Julia Wilbur, like many of her contemporary diary writers, always included a note about the day's weather. It's hot, cold, squally, showery, pleasant, etc. etc. Without weather forecasts, each day's conditions were always a bit of a surprise. And without much in the way of heat and no air-conditioning, the weather was something sometimes enjoyed but more often merely endured. As we end--we hope!--our severe winter of 2015, here's what Julia recorded in mid-March 1863....
March 15, 1863 Sunday
Very cold. Have not been out. Mrs. J. called. Read a little. Cleaned up, labeled specimens, wrote some. Letter from S.A. Ferris. She is not coming at present, too bad.
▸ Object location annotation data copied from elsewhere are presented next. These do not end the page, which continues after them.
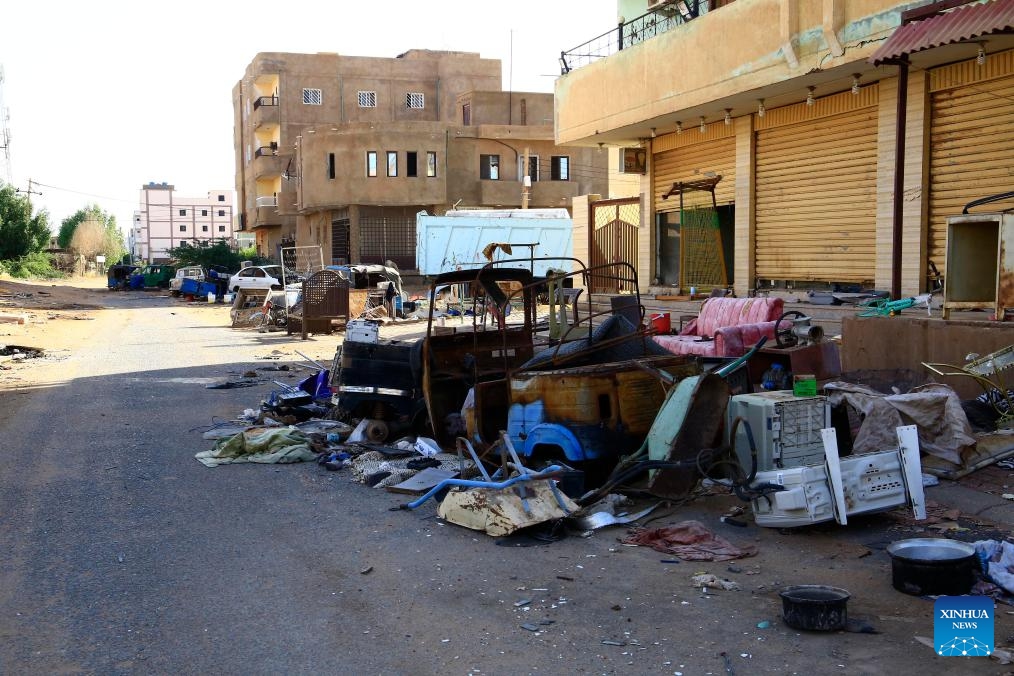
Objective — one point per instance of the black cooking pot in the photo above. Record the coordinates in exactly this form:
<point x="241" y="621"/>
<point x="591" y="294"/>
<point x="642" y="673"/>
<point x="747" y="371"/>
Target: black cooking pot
<point x="931" y="566"/>
<point x="814" y="607"/>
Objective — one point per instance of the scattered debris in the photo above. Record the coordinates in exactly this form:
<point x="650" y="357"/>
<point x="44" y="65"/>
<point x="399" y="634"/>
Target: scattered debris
<point x="710" y="581"/>
<point x="690" y="540"/>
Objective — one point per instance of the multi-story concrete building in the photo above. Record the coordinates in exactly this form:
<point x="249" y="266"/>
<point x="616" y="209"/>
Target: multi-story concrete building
<point x="835" y="137"/>
<point x="166" y="220"/>
<point x="343" y="152"/>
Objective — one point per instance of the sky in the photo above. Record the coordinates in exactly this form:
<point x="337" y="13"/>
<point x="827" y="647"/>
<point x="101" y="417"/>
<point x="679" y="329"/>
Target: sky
<point x="104" y="96"/>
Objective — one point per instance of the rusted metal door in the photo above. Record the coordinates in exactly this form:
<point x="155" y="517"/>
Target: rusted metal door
<point x="612" y="238"/>
<point x="971" y="132"/>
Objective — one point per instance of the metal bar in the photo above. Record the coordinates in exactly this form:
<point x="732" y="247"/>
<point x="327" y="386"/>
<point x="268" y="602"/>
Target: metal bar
<point x="549" y="472"/>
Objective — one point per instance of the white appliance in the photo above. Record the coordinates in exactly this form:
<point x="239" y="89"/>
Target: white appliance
<point x="360" y="330"/>
<point x="837" y="489"/>
<point x="786" y="429"/>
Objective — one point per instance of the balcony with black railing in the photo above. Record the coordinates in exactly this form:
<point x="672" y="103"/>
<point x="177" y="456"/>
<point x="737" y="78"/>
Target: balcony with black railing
<point x="663" y="18"/>
<point x="265" y="100"/>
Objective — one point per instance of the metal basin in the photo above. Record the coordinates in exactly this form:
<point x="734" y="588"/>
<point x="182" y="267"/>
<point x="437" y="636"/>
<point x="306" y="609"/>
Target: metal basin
<point x="931" y="566"/>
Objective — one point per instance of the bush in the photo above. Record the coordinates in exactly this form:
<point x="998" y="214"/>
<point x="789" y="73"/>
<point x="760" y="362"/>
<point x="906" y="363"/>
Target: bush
<point x="33" y="266"/>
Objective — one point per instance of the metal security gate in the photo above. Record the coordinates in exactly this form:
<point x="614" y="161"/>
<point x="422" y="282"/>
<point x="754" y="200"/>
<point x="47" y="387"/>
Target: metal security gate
<point x="385" y="238"/>
<point x="613" y="239"/>
<point x="816" y="169"/>
<point x="971" y="141"/>
<point x="340" y="241"/>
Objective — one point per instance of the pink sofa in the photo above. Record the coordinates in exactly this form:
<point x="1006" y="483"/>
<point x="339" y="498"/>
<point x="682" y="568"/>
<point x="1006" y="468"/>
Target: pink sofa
<point x="733" y="324"/>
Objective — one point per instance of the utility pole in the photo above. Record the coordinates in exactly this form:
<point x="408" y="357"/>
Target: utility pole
<point x="29" y="193"/>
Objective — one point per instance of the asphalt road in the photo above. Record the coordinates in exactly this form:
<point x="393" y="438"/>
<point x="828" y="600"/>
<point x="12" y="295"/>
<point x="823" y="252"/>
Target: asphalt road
<point x="120" y="553"/>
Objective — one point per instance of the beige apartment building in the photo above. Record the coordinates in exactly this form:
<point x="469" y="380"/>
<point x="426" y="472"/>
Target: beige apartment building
<point x="834" y="138"/>
<point x="343" y="152"/>
<point x="166" y="220"/>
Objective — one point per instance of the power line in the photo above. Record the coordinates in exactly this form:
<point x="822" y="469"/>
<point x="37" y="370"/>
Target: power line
<point x="90" y="195"/>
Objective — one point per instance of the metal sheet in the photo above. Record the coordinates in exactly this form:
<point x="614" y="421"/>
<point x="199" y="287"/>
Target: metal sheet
<point x="816" y="199"/>
<point x="447" y="242"/>
<point x="971" y="133"/>
<point x="690" y="422"/>
<point x="962" y="23"/>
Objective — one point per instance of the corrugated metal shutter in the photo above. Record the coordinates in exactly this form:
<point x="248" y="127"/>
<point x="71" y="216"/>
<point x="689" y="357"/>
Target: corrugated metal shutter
<point x="971" y="145"/>
<point x="695" y="162"/>
<point x="816" y="198"/>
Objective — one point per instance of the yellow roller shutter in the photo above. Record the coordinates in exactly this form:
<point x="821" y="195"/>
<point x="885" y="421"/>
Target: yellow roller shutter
<point x="693" y="159"/>
<point x="971" y="142"/>
<point x="816" y="195"/>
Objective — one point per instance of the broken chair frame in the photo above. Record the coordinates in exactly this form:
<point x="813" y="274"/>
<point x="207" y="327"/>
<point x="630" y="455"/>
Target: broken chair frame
<point x="981" y="370"/>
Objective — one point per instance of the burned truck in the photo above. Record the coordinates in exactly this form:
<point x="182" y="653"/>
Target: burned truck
<point x="419" y="386"/>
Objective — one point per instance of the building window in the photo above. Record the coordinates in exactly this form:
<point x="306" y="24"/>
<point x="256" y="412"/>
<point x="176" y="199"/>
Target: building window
<point x="367" y="99"/>
<point x="560" y="167"/>
<point x="532" y="167"/>
<point x="415" y="99"/>
<point x="489" y="167"/>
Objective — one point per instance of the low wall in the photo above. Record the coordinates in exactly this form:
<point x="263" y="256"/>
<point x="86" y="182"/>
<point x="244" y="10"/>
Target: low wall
<point x="902" y="344"/>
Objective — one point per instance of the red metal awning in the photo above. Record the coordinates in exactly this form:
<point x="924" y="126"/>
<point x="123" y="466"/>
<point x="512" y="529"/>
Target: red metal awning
<point x="957" y="25"/>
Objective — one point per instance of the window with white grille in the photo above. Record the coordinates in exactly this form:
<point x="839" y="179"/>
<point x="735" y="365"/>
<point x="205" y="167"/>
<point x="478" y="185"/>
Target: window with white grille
<point x="415" y="99"/>
<point x="367" y="99"/>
This P.M. it has hailed & snowed. There has been thunder & lightning & this evening the thunder roars & the lightning flashes. Unusual for this season.
"Mrs. J." would have been her friend and fellow relief worker Harriet Jacobs.
The "specimens" were the bits and pieces that people gathered at various sites most improvidently. (The Illustrated History of Civil War Relics by Sylvia and Michael J. O'Donnell talks about how often this occurred, to the point that excursion trains were organized in some cases for Northern civilians to forage at abandoned battlefields.) In this case, she wrote about visiting Mount Vernon and Fort Washington several days earlier on an expedition of 12 people, and these were no doubt some of her pickings.
Finally, S.A. Ferris was a friend from Rochester who often sent letters and boxes of supplies.